The seminary home had several good points. It was convenient to the campus. It was convenient to find things because anything loose would roll to one corner of the house. If we ever wanted to hop a train there was one right across the fence.
She was bright eyed and excited when she hurried me out to see the new home she had found that even had an aviary name. In the Wren home she raised four bright eyed and expectant children.
She was bright eyed and excited sitting and cheering in the stands for all their games. All of them. She was bright eyed and excited to get started cheering for the grandkids.
She was bright eyed and excited driving up the crunching road to Driftwood in Lake Palo Pinto, where we are at home on dueling riding mowers and front row seats for reflective Texas sized sunsets. Where the sun always sets in that perfect picturesque place over the top of the Hill Country.

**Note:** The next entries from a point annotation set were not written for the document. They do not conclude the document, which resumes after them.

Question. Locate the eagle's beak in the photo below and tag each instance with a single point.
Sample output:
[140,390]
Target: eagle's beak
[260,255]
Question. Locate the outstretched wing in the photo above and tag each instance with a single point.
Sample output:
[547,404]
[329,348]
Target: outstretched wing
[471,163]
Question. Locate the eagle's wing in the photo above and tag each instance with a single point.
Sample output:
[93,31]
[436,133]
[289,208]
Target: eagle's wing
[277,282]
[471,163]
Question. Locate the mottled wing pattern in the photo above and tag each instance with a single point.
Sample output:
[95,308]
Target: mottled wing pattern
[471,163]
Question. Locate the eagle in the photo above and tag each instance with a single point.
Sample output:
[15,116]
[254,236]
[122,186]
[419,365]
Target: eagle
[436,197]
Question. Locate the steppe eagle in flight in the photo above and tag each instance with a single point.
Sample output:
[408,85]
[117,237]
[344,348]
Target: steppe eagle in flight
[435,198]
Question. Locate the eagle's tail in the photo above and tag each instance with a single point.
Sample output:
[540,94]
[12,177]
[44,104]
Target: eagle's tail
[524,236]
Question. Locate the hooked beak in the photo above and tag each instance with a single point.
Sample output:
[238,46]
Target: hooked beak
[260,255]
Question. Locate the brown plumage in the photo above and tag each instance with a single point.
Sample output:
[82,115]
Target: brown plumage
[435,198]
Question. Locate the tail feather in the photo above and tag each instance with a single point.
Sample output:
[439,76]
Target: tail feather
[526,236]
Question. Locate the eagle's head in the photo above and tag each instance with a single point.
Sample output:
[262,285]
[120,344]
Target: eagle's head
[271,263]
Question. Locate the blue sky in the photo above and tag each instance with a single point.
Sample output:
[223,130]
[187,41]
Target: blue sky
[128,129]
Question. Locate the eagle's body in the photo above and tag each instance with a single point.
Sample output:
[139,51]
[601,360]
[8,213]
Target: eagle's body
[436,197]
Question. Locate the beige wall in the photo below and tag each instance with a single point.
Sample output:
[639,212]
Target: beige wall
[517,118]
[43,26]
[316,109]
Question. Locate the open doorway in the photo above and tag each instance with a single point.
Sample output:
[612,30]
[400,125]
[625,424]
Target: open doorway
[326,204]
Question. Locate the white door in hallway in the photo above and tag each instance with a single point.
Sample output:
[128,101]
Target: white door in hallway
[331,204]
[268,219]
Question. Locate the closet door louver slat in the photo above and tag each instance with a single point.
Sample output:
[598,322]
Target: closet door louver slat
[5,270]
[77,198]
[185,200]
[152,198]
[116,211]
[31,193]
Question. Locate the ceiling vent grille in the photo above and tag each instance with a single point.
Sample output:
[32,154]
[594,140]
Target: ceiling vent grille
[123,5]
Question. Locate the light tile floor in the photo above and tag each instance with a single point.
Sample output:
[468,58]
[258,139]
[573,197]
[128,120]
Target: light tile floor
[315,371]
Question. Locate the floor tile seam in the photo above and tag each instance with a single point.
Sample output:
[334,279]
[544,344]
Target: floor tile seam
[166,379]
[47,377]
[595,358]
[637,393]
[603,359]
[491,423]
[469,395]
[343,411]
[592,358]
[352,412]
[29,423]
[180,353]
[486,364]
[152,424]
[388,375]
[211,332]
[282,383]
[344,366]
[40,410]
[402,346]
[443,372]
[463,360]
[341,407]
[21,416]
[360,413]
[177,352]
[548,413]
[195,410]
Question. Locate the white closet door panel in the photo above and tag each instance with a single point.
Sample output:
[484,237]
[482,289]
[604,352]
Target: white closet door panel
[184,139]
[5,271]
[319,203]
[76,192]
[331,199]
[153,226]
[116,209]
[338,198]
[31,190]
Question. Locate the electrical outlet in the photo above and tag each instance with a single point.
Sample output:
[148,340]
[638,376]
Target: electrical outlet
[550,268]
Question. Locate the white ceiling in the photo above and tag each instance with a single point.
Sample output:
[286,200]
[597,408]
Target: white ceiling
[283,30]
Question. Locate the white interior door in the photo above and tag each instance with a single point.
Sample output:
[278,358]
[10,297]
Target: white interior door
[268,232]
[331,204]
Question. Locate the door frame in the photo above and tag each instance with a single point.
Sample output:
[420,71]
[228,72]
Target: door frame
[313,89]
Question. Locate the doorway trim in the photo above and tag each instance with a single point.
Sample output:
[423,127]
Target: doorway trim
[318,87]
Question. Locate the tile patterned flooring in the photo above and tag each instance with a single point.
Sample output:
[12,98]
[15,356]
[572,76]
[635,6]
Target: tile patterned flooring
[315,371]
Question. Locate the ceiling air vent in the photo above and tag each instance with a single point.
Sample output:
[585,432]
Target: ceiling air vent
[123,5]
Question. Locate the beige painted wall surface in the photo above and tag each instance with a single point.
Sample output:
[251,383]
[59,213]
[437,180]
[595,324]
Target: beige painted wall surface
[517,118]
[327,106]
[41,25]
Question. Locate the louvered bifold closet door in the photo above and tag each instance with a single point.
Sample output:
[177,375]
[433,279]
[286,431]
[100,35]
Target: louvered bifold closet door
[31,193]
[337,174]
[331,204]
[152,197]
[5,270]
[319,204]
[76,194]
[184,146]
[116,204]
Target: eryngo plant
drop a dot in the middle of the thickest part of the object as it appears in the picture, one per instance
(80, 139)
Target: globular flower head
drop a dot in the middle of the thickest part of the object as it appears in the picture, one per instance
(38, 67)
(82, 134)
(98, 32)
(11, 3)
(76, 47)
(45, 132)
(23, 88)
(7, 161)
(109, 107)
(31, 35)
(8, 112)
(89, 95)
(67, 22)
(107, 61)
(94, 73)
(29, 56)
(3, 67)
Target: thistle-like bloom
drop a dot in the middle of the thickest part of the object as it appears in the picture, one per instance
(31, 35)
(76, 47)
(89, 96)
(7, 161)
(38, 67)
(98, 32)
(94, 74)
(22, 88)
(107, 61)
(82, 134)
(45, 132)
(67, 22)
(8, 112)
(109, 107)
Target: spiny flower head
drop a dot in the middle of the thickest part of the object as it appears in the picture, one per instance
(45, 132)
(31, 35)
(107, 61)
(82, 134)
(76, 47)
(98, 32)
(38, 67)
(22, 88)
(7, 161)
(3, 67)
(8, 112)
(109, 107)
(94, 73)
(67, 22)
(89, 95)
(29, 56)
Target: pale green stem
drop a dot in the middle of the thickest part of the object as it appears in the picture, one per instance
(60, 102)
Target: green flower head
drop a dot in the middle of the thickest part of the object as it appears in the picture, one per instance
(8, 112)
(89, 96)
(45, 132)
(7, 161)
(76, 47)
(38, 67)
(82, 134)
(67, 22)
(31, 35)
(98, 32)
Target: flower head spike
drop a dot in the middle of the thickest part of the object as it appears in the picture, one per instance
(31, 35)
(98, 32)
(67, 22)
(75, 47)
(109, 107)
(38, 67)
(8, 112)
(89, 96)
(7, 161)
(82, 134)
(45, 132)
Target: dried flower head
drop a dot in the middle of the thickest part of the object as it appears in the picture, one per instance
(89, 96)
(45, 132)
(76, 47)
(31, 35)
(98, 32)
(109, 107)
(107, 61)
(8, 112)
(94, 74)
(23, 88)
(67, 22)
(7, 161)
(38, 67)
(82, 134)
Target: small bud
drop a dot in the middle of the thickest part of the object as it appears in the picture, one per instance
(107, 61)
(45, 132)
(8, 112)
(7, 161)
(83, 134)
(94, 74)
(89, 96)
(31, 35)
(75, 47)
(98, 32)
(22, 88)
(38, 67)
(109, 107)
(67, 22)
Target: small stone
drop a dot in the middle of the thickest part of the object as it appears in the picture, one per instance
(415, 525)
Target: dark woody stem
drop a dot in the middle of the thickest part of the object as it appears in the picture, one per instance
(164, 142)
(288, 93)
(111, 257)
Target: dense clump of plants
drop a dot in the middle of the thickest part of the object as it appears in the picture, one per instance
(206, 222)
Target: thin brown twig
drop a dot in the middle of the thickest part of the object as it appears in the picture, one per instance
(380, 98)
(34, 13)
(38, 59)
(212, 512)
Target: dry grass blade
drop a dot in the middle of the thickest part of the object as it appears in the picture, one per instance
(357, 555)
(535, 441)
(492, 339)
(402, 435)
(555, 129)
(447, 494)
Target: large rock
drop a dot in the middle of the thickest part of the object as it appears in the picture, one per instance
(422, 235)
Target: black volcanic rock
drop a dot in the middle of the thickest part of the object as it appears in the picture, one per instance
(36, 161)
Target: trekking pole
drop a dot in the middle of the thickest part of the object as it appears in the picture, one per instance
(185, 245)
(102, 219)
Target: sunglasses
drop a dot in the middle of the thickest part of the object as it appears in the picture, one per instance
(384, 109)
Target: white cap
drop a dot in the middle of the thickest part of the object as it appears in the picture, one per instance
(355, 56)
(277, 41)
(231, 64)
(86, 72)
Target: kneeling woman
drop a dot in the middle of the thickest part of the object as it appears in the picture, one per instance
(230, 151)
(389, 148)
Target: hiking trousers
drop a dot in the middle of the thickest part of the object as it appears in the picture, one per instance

She was bright eyed and expectant touring an airport homesite on a golf cart, greeting evening walkers and cyclists.
She was bright eyed and expectant when she started teaching to pay for cheerleading outfits and soccer shoes, twenty years ago. She was bright eyed and expectant of those special needs children, making sure they got what they needed.
She is bright eyed and excited when Bogan asks to go for a ride in Daboo’s little red Panoz.
Claudene often comes out and sits in the hangar as I preflight the plane. When I taxi back in she is reading a book on the front porch. I see it as kinda like sitting in the stands cheering for Cap.
She took a flight with me along Bear Creek recently, bright eyed and excited about future trips to Victoria and beyond.
Every morning I wake up in 1970. I look past her yearbook picture out at the trees lighting up along Bear Creek. I thank God for this girl that has made me a better man, as things have kinda fallen in place.